Last year, I posted a piece, Antidepressants Over the Medium and Long Term: Little to No Evidence. I based my narrative on four leading psychiatric treatment guidelines.
The key to legitimacy with any type of medical treatment guideline is evidence-based medicine. Every claim, every recommendation, has to be backed up by scientific data, ideally strong and unambiguous, and lots of it.
The guidelines cite no end of clinical trials to validate doctors prescribing antidepressants to boot their patients out of a depression. But what next? How long should a patient remain on his or her antidepressant?
Unfortunately, there is precious little data. Enough to suggest the value of staying on your antidepressant for a little while after your depression has lifted, but nothing to justify a long-term commitment.
Accordingly, in the absence of long-term studies, the guidelines wisely couch their recommendations in terms of weeks or months, not years.

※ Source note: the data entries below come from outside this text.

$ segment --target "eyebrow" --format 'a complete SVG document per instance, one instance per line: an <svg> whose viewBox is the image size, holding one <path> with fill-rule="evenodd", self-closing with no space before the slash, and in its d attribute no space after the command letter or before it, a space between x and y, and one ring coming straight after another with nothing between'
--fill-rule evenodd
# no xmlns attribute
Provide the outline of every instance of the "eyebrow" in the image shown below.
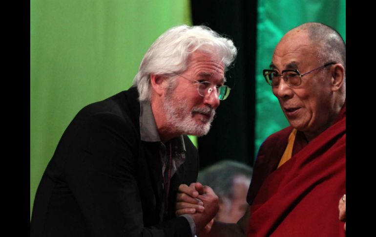
<svg viewBox="0 0 376 237"><path fill-rule="evenodd" d="M207 80L208 80L213 76L213 74L210 73L209 72L201 72L198 74L198 75L200 77L202 77L205 78L206 78ZM221 78L220 82L221 83L224 83L225 82L226 82L226 79L225 78L223 77Z"/></svg>
<svg viewBox="0 0 376 237"><path fill-rule="evenodd" d="M269 65L269 67L272 69L275 69L277 68L277 66L274 65L272 63L271 63ZM289 64L286 65L286 68L287 69L298 69L298 64L297 64L295 62L292 61L291 63L290 63Z"/></svg>

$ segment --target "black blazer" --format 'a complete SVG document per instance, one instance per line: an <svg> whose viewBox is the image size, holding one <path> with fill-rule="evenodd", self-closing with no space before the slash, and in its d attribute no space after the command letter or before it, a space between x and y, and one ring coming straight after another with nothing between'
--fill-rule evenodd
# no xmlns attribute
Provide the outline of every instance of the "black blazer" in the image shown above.
<svg viewBox="0 0 376 237"><path fill-rule="evenodd" d="M196 181L197 150L184 136L186 161L171 179L164 217L158 143L141 140L138 95L131 87L71 122L38 187L32 237L191 237L174 206L179 185Z"/></svg>

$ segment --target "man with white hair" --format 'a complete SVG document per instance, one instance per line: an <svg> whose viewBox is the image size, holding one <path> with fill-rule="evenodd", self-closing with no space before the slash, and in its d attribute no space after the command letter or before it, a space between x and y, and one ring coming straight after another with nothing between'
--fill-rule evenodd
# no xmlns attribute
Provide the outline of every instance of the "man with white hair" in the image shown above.
<svg viewBox="0 0 376 237"><path fill-rule="evenodd" d="M270 66L264 76L290 126L260 148L244 216L214 221L206 236L345 236L345 42L328 25L303 24L283 36ZM181 185L178 215L200 205L192 191L202 186Z"/></svg>
<svg viewBox="0 0 376 237"><path fill-rule="evenodd" d="M179 186L198 172L186 134L209 132L236 53L205 26L162 35L134 86L84 108L64 132L37 192L31 236L191 237L203 228L216 206L175 215ZM218 202L212 192L204 204Z"/></svg>

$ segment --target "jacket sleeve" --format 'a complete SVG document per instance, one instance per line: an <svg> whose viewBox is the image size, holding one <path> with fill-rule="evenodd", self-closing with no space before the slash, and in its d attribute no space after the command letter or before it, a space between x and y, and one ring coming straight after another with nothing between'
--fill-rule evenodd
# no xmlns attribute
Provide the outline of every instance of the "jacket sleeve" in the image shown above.
<svg viewBox="0 0 376 237"><path fill-rule="evenodd" d="M66 151L66 179L93 236L191 237L182 217L144 226L134 127L102 113L82 119L76 128Z"/></svg>

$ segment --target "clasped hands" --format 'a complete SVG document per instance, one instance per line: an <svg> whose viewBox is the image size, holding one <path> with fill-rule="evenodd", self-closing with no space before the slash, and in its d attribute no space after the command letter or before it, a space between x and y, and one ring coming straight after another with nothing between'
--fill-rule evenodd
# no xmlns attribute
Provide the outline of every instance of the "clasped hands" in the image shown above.
<svg viewBox="0 0 376 237"><path fill-rule="evenodd" d="M200 183L189 186L181 184L176 197L175 214L190 215L196 224L198 236L207 234L213 224L214 216L219 209L219 201L213 190Z"/></svg>

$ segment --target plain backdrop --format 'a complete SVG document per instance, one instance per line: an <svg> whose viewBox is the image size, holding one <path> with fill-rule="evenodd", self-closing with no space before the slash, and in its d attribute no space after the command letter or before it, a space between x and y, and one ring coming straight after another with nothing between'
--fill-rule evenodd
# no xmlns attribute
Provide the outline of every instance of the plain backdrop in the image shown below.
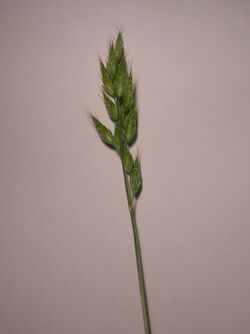
<svg viewBox="0 0 250 334"><path fill-rule="evenodd" d="M138 88L153 334L250 333L250 2L0 2L0 333L142 334L98 56Z"/></svg>

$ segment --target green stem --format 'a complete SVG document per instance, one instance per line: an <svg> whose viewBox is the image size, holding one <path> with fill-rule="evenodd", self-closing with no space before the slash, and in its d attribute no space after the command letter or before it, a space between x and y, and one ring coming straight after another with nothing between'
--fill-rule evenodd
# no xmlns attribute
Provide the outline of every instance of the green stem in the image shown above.
<svg viewBox="0 0 250 334"><path fill-rule="evenodd" d="M137 273L138 273L138 280L139 280L139 289L140 289L140 296L141 296L141 306L142 306L142 314L143 314L143 321L144 321L144 330L145 330L145 334L151 334L150 319L149 319L148 304L147 304L147 295L146 295L146 287L145 287L143 266L142 266L140 241L139 241L139 235L138 235L136 219L135 219L135 208L133 206L133 198L132 198L131 188L130 188L128 176L126 174L125 166L124 166L123 161L122 161L122 171L123 171L123 176L124 176L124 183L125 183L125 189L126 189L126 195L127 195L128 208L129 208L129 213L130 213L131 223L132 223L132 228L133 228L135 255L136 255L136 266L137 266Z"/></svg>

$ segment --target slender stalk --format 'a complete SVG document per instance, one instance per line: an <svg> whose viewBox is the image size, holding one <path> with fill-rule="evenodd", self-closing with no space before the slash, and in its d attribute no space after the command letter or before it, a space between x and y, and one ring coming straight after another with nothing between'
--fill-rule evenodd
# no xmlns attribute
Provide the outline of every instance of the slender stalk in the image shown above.
<svg viewBox="0 0 250 334"><path fill-rule="evenodd" d="M129 213L130 213L130 218L131 218L131 223L132 223L132 229L133 229L135 255L136 255L136 266L137 266L137 273L138 273L138 280L139 280L139 289L140 289L140 297L141 297L144 330L145 330L145 334L151 334L151 326L150 326L148 303L147 303L147 294L146 294L146 287L145 287L143 266L142 266L140 241L139 241L139 235L138 235L138 230L137 230L137 225L136 225L136 218L135 218L135 208L133 206L133 198L132 198L132 195L131 195L132 192L131 192L131 189L130 189L128 176L126 174L125 166L124 166L123 162L122 162L122 171L123 171L123 176L124 176L124 184L125 184L125 189L126 189L128 208L129 208Z"/></svg>

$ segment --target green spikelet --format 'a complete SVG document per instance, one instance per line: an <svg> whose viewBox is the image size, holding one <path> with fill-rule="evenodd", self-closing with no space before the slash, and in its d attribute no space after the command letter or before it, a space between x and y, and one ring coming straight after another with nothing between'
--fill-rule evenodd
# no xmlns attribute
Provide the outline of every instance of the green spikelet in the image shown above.
<svg viewBox="0 0 250 334"><path fill-rule="evenodd" d="M108 55L108 62L107 62L107 71L109 76L114 79L116 76L116 69L117 69L117 60L115 56L115 50L113 43L111 42L109 45L109 55Z"/></svg>
<svg viewBox="0 0 250 334"><path fill-rule="evenodd" d="M121 141L121 130L118 125L115 127L114 133L114 147L119 155L121 155L122 141Z"/></svg>
<svg viewBox="0 0 250 334"><path fill-rule="evenodd" d="M133 104L134 104L134 87L133 87L132 71L130 71L126 85L126 96L124 99L125 113L128 113L130 111Z"/></svg>
<svg viewBox="0 0 250 334"><path fill-rule="evenodd" d="M102 88L106 94L113 97L114 92L112 87L112 80L110 79L108 71L101 60L100 60L100 71L102 77Z"/></svg>
<svg viewBox="0 0 250 334"><path fill-rule="evenodd" d="M123 53L123 39L122 39L122 34L119 31L115 42L115 56L118 61L120 60L122 53Z"/></svg>
<svg viewBox="0 0 250 334"><path fill-rule="evenodd" d="M130 145L135 140L137 133L137 113L135 108L125 117L124 128L126 143Z"/></svg>
<svg viewBox="0 0 250 334"><path fill-rule="evenodd" d="M103 94L103 100L107 112L109 114L109 117L112 119L112 121L115 122L118 117L116 105L114 104L114 102L111 101L111 99L105 93Z"/></svg>
<svg viewBox="0 0 250 334"><path fill-rule="evenodd" d="M130 174L132 171L133 165L134 165L134 160L133 160L132 154L129 152L127 148L125 149L123 153L123 161L124 161L126 172Z"/></svg>
<svg viewBox="0 0 250 334"><path fill-rule="evenodd" d="M103 125L95 116L90 115L90 117L101 140L104 141L104 143L113 147L114 138L112 132L105 125Z"/></svg>
<svg viewBox="0 0 250 334"><path fill-rule="evenodd" d="M134 195L137 194L142 184L141 167L138 156L136 157L134 167L130 176L130 186Z"/></svg>

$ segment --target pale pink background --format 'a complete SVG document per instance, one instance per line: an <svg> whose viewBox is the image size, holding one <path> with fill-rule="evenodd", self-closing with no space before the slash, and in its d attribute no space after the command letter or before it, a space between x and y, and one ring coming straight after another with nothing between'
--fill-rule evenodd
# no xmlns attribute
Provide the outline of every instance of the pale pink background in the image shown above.
<svg viewBox="0 0 250 334"><path fill-rule="evenodd" d="M98 54L138 84L153 334L250 333L250 2L0 3L0 333L143 333Z"/></svg>

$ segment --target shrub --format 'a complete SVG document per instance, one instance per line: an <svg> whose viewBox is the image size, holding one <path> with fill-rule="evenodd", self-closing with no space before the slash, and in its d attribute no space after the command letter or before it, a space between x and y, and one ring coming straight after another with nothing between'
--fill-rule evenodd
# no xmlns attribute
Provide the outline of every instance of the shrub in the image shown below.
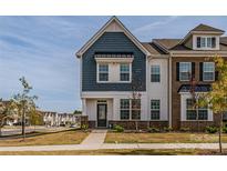
<svg viewBox="0 0 227 171"><path fill-rule="evenodd" d="M183 127L179 129L179 131L182 132L188 132L190 129L188 127Z"/></svg>
<svg viewBox="0 0 227 171"><path fill-rule="evenodd" d="M116 131L116 132L124 132L124 128L118 125L118 124L115 124L114 125L114 131Z"/></svg>
<svg viewBox="0 0 227 171"><path fill-rule="evenodd" d="M89 129L89 124L82 124L82 125L81 125L81 129L84 130L84 131L86 131L86 130Z"/></svg>
<svg viewBox="0 0 227 171"><path fill-rule="evenodd" d="M223 132L224 132L224 133L227 133L227 127L224 127L224 128L223 128Z"/></svg>
<svg viewBox="0 0 227 171"><path fill-rule="evenodd" d="M214 125L206 127L206 132L208 133L216 133L217 131L218 131L217 127Z"/></svg>
<svg viewBox="0 0 227 171"><path fill-rule="evenodd" d="M159 132L161 130L154 127L148 128L148 132L149 133L155 133L155 132Z"/></svg>
<svg viewBox="0 0 227 171"><path fill-rule="evenodd" d="M164 127L164 131L165 131L165 132L171 132L171 131L173 131L173 128L171 128L171 127Z"/></svg>

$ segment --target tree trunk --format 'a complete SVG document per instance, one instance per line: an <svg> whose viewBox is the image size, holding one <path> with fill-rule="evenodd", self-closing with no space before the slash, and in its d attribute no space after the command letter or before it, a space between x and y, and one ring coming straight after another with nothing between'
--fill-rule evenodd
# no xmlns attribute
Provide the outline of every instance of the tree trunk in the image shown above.
<svg viewBox="0 0 227 171"><path fill-rule="evenodd" d="M219 120L219 152L220 153L223 153L221 133L223 133L223 113L220 113L220 120Z"/></svg>
<svg viewBox="0 0 227 171"><path fill-rule="evenodd" d="M25 139L25 110L24 110L24 107L22 109L22 135L23 135L23 140Z"/></svg>

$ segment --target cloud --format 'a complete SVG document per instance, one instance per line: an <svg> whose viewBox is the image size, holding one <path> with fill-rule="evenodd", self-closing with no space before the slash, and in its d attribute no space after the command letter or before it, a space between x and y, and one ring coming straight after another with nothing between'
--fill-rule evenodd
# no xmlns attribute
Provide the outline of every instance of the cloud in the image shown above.
<svg viewBox="0 0 227 171"><path fill-rule="evenodd" d="M167 17L167 19L163 18L163 20L159 19L159 21L155 21L155 22L145 24L143 27L140 27L140 28L133 30L132 32L134 32L134 33L144 33L146 31L151 31L151 30L156 29L158 27L168 24L169 22L176 20L177 18L178 18L177 16Z"/></svg>

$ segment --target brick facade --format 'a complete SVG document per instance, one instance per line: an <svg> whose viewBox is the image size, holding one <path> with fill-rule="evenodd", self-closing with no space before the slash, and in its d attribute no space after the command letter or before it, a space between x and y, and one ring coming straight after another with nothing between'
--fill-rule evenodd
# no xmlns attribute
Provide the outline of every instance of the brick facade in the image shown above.
<svg viewBox="0 0 227 171"><path fill-rule="evenodd" d="M118 124L122 125L126 130L135 130L136 121L109 121L109 124ZM147 129L149 127L163 129L164 127L168 127L168 121L137 121L137 129Z"/></svg>
<svg viewBox="0 0 227 171"><path fill-rule="evenodd" d="M177 92L182 84L189 84L189 81L177 81L176 63L177 62L195 62L195 80L197 84L210 84L211 82L199 81L199 62L205 62L207 59L202 57L175 57L172 60L172 125L174 130L179 130L180 127L188 127L192 130L197 129L197 121L180 121L180 94ZM200 121L199 130L204 130L207 125L217 122L214 117L211 121Z"/></svg>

Okay, let’s try a new question …
Say you take antidepressants for a short time and get well. How will this affect your outcome eight years later? Are you likely to be better off than those who never took an antidepressant?
These type of studies are virtually impossible to conduct, thanks to a phenomenon called confounding variables, which the study authors thusly acknowledge. For instance:
People who take antidepressants are more likely to be more severely depressed than ones who don’t. They may be poor prognosis patients. Therefore, the study biases against the antidepressant.
It also works the other way: People who take antidepressants may actually take better care of themselves than those who never took antidepressants. They may, in fact, be good prognosis patients.
The trick is to design a study that controls for these and a zillion other variables. The authors state that they used "propensity score techniques to account for non-random allocation for treatment and subsequent confounding by indication."
Clear as a bell, right? Okay, let’s cut to the chase …
The study tracked 486 depressed individuals, nearly a third who were on antidepressants in 1998/1999. After eight years, "depressed individuals who received antidepressant use in 1998/99 were less likely to be depressed in 2006/07 compared to those who did not use anti-depressants."
Keep in mind, this was not a study about long-term antidepressant use. Instead, the study suggests that short-term depression use can lead to a favorable long-term outcome - but there are some major catches.
In particular, the authors stress the importance of aiming for complete remission before going off your antidepressant. When all is said and done, this is the real lesson of the study.
Remission, not response …
Back at my first American Psychiatric Association annual meeting in 2002, I heard Michael Thase of the University of Pittsburgh explain that “remission” involved the virtual elimination of all symptoms. This is what doctors and patients need to be aiming for.
"Response," on the other hand, involves a 50 percent or more reduction in symptoms. Response is the threshold for a successful drug company trial. In other words, response is what makes industry executives happy, not you.
Dr Thase emphasized that patients who achieved a response or only partial remission were more likely to suffer a relapse or recurrence. He cited study evidence in support, as do the authors of the current study.
At numerous other sessions over the years, I have heard Dr Thase and other experts hammer home this message.
The catch, though, is antidepressants seldom get the job done on their own. Fortunately, at that 2002 APA meeting, Dr Thase also reported the results of a study he was involved in. This study tested for the combined effects of antidepressant treatment and cognitive-behavioral therapy. Those on the combined regimen had double the remission rates of those on one or the other.
There is a lot we do not know about antidepressants. But what we do know suggests this:
If you are one of those who is responding well to your antidepressant, it makes sense to go all the way and aim for remission. This may involve a lot of extra effort - such as staying on your med for a few months or more, engaging in cognitive therapy, and getting serious about good lifestyle routines, plus whatever else works for you.
This is easier said than done, but it appears that the pay-off is manifold: Reduced likelihood of relapse or recurrence, and greater chance of living well years from now. Funny thing, the people in the study who weren’t on antidepressants at the beginning of the study were more likely to be on antidepressants at the end. You really don’t want that, do you?